Similar to the previous case, the new `rsquared_likelihood`

has the highest values for small segments. Therefore, it needs to be penalized with the `auto_penalize`

function.

```
penalized_likelihood <- auto_penalize(berlin, rsquared_likelihood)
results <- segment(
berlin,
likelihood = penalized_likelihood,
algorithm = "hierarchical"
)
results
#> Segments (total of 3):
#>
#> 1:268
#> 269:550
#> 551:730
```

With the results, we plot it with the weather data.

The default penalized `rsquared_likelihood`

split the data set in three segments, reasonably well distributed. Since the penalty model applied by `auto_penalize`

apply the least penalty for values segments closer to about half the total length, increasing the `big_penalty_segment`

will have no effect. In fact, smaller segments are being over penalized. Because of this, it’s necessary to reduce the `small_segment_penalty`

segment.

```
penalized_likelihood <- auto_penalize(berlin, rsquared_likelihood, small_segment_penalty = 1.5)
results <- segment(
berlin,
likelihood = penalized_likelihood,
algorithm = "hierarchical"
)
results
#> Segments (total of 6):
#>
#> 1:237
#> 238:364
#> 365:366
#> 367:587
#> 588:724
#> 725:730
```

With the `r_squared_likelihood`

results, we plot it with the weather data.

With the adjusted parameters, the new penalized `rsquared_likelihood`

was able to segment the data in a more accurate manner, despite the nature of the hierarchical algorithm. As discussed previously, we point the hierarchical algorithm is not adequate for the linear likelihood, as the grouping of neighboring segments under a macro-segment, an intermediate segment state under the hierarchical algorithm, has a unattractive likelihood, due to the presence of alternating trends. Because of this, the macro-segment is never picked by the algorithm during the computation process, and so the ideal change points are never picked at their ideal positions.

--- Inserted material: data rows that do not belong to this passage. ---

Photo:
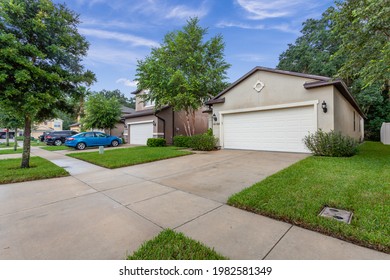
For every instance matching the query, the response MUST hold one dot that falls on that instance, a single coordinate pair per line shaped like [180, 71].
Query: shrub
[203, 142]
[332, 144]
[156, 142]
[182, 141]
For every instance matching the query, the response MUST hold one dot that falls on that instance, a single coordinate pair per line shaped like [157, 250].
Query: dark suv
[57, 138]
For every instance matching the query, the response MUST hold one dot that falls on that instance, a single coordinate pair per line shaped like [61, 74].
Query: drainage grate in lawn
[337, 214]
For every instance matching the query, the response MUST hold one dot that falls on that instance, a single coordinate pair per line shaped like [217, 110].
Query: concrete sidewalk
[99, 213]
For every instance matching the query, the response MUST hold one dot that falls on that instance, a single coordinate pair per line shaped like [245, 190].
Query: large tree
[101, 112]
[184, 71]
[40, 60]
[317, 51]
[312, 51]
[363, 27]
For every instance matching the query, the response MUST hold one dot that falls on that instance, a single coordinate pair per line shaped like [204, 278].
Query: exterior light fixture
[324, 107]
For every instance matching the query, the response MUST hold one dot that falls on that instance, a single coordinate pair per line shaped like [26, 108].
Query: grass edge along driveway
[10, 171]
[360, 184]
[129, 156]
[170, 245]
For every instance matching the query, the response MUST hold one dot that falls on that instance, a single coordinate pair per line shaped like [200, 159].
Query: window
[99, 134]
[148, 103]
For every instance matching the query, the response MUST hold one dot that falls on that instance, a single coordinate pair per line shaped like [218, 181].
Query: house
[119, 129]
[273, 110]
[146, 123]
[49, 125]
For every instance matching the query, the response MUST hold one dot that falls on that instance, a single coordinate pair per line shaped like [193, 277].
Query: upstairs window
[148, 103]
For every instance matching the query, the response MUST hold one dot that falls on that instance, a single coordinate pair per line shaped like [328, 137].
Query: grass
[10, 171]
[57, 148]
[10, 151]
[360, 184]
[129, 156]
[169, 245]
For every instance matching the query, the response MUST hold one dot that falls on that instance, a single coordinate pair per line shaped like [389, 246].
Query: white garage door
[140, 132]
[272, 130]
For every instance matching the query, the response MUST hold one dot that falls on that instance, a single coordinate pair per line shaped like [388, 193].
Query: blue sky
[120, 32]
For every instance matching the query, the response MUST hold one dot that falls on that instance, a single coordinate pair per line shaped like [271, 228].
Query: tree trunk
[26, 143]
[15, 140]
[7, 137]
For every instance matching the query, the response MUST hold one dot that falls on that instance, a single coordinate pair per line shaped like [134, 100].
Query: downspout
[158, 117]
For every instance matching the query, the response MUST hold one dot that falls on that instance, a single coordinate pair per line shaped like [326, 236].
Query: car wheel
[81, 146]
[114, 143]
[58, 142]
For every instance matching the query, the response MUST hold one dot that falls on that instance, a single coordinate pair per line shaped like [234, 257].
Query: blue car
[89, 139]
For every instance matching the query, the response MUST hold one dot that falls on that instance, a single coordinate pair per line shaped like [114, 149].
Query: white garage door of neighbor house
[271, 130]
[140, 132]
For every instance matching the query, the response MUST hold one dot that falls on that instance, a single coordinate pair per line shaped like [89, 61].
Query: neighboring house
[273, 110]
[146, 123]
[119, 130]
[49, 125]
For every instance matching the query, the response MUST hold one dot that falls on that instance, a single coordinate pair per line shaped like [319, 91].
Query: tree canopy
[323, 49]
[101, 112]
[184, 71]
[40, 60]
[363, 26]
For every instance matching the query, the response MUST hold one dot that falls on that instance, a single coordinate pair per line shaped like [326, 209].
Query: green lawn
[169, 245]
[10, 151]
[57, 148]
[360, 184]
[129, 156]
[10, 171]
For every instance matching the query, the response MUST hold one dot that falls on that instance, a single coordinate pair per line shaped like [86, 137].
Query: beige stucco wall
[278, 89]
[139, 104]
[140, 119]
[347, 119]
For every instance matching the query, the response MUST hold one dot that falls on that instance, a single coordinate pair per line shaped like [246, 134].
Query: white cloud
[280, 27]
[112, 57]
[122, 37]
[263, 9]
[250, 57]
[184, 12]
[127, 82]
[224, 24]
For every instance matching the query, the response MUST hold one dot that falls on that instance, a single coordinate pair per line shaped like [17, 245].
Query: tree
[312, 51]
[364, 29]
[184, 71]
[40, 60]
[9, 121]
[123, 100]
[317, 51]
[101, 112]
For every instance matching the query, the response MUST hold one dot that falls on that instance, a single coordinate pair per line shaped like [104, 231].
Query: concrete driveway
[105, 214]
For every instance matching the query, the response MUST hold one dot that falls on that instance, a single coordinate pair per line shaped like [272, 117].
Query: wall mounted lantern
[324, 107]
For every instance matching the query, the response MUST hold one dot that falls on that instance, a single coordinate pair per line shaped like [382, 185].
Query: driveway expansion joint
[277, 242]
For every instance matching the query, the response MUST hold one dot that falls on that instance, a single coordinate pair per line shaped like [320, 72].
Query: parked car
[89, 139]
[43, 136]
[58, 138]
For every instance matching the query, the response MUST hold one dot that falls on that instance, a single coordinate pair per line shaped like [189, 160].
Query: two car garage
[273, 110]
[268, 130]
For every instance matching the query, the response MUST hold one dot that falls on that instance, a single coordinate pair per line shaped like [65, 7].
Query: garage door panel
[140, 132]
[273, 130]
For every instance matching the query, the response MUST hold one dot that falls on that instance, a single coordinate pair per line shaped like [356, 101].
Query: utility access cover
[337, 214]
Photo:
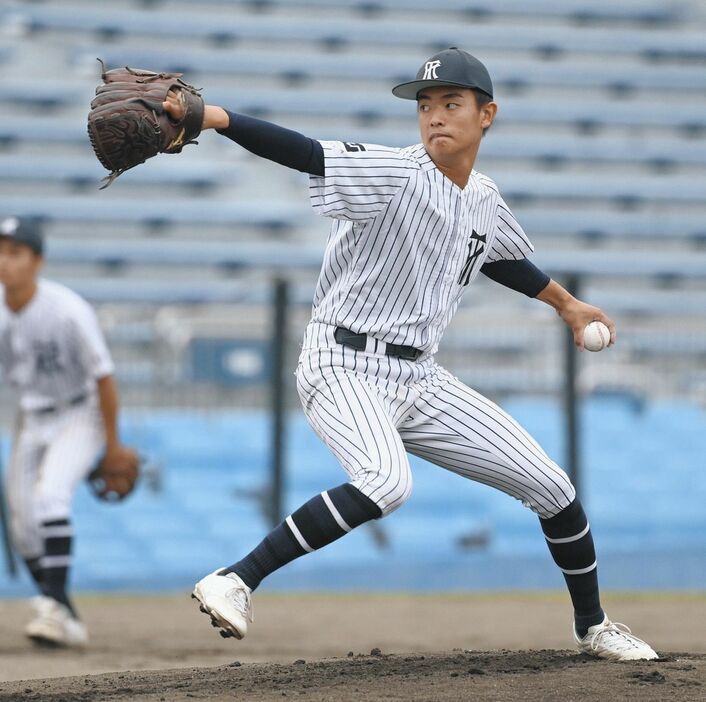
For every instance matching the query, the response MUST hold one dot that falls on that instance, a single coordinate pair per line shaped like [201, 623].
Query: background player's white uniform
[52, 351]
[405, 244]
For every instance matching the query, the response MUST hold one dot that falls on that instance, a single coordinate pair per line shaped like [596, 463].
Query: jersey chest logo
[476, 246]
[46, 356]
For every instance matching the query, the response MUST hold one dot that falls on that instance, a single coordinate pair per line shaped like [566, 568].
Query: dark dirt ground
[497, 675]
[510, 646]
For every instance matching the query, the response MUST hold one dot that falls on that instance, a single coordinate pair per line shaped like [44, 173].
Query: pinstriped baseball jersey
[405, 241]
[52, 350]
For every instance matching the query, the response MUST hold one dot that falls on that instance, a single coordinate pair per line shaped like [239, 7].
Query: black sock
[318, 522]
[56, 561]
[568, 536]
[35, 570]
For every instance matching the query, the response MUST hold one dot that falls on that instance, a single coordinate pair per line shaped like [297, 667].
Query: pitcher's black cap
[449, 67]
[23, 231]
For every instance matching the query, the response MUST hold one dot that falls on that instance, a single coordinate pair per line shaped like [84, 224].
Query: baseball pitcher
[411, 229]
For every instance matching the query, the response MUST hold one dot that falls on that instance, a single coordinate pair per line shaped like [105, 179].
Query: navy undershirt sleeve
[522, 276]
[283, 146]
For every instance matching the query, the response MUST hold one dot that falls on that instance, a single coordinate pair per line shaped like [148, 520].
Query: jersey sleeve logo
[476, 246]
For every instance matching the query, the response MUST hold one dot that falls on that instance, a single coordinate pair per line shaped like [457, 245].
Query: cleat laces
[621, 638]
[239, 597]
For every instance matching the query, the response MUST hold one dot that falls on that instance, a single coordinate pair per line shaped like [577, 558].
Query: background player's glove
[127, 123]
[114, 478]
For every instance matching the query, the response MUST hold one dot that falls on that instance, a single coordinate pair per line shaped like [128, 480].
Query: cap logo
[430, 70]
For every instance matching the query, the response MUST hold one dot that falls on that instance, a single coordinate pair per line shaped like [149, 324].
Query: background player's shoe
[226, 599]
[615, 642]
[56, 626]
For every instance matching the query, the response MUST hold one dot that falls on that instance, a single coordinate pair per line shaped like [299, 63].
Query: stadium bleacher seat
[635, 10]
[379, 67]
[660, 42]
[87, 170]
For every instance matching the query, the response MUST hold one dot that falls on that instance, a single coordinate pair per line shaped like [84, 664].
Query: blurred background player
[53, 352]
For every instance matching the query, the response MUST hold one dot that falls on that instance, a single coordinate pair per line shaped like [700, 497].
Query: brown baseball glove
[113, 479]
[127, 123]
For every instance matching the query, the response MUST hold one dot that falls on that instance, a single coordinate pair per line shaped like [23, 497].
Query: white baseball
[596, 336]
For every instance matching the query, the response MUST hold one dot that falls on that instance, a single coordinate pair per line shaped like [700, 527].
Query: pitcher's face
[450, 121]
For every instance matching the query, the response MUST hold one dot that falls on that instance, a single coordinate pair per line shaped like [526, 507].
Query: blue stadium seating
[642, 487]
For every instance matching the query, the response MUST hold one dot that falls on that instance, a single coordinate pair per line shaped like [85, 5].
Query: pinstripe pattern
[397, 258]
[372, 409]
[50, 456]
[52, 351]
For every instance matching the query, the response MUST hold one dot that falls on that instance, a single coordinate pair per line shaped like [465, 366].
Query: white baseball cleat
[226, 598]
[56, 626]
[615, 642]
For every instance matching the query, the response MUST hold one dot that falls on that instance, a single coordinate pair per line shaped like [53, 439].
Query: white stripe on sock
[298, 535]
[55, 561]
[336, 514]
[569, 539]
[57, 531]
[580, 571]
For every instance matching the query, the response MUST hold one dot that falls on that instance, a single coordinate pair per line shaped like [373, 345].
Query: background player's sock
[570, 542]
[318, 522]
[56, 560]
[35, 570]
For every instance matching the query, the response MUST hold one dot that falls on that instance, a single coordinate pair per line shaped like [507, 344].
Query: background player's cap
[449, 67]
[24, 231]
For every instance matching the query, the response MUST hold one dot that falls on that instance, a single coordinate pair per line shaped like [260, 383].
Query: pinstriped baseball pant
[50, 456]
[371, 410]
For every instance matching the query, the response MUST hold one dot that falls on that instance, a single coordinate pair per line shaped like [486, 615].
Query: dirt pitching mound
[499, 675]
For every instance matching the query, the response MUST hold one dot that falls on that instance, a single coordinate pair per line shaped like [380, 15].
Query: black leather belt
[79, 399]
[346, 337]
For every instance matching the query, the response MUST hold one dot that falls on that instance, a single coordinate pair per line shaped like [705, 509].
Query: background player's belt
[79, 399]
[346, 337]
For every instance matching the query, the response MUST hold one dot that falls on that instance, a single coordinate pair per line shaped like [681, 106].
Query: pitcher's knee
[550, 496]
[52, 504]
[388, 494]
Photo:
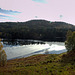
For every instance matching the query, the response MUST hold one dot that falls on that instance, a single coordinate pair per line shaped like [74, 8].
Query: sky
[24, 10]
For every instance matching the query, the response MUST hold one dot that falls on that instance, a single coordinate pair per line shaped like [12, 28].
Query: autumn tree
[70, 42]
[3, 56]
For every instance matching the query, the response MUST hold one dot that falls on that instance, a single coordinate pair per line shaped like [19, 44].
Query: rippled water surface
[21, 50]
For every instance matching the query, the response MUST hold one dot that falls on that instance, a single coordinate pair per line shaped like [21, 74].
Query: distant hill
[35, 29]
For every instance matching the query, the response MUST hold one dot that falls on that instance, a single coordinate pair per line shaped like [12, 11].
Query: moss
[50, 64]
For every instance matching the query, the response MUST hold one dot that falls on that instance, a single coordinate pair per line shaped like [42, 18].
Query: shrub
[70, 42]
[3, 56]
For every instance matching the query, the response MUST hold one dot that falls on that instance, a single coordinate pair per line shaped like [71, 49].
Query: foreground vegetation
[50, 64]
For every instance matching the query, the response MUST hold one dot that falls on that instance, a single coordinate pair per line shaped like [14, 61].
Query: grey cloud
[10, 12]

In order to see it more clearly, take the first 547 data points of the Berlin data set, roughly one year and a half.

```
sub_berlin <- berlin[, 1:547]
penalized_likelihood <- auto_penalize(sub_berlin, rsquared_likelihood)
results <- segment(
sub_berlin,
likelihood = penalized_likelihood,
algorithm = "hierarchical"
)
results
#> Segments (total of 3):
#>
#> 1:178
#> 179:282
#> 283:547
```

With the `penalized_likelihood`

results, we plot it with weather data.

From the results, we can clearly see the segments do not match our expectations, as the algorithm is not able to bisect a macro-segment before finding the ideal segments in the next algorithm iteration.